25. First get up at half past eight, yet there is nothing open. Don't understand, they don't spend the cool hours of the morning. The locals sweat at least as much as us. We find a market with a little action. Stalls with different cacti products like food, but no coffee and bread. We head towards the local pyramid: Tula, which is an Aztec settlement, and finds a grocery store with bread and bananas on the way.
The Tula pyramid does not open at nine, but first at ten. We take a look at the surrounding cacti, a small red bird and the closed door. Finally, they open. We are the only tourists walking through the tip of the souvenir stalls that have not yet opened. Several buildings, the largest with some large statues on top. Pretty impressive. There is also a museum with various finds of ceramics and volcanic glass and metals. Very neat and interesting.

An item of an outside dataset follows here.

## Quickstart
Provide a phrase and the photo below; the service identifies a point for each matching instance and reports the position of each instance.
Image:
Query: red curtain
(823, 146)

We have lunch in Actopan, where we also find the Mexican map book, even the 2003 edition. We haven't seen a bookstore yet, but Morten finds it in a newsstand. They are everywhere. The main article is pornographic booklets, but also many with photos. Strange for a Catholic country! We see the world's largest roasted pork skin in loose sales. It is simply the skin from half a pig! Jesper and I get a haircut and I get the beard trimmed. Must be 20 kroner each! The Danish barbers have a lot to learn (or is it the opposite?).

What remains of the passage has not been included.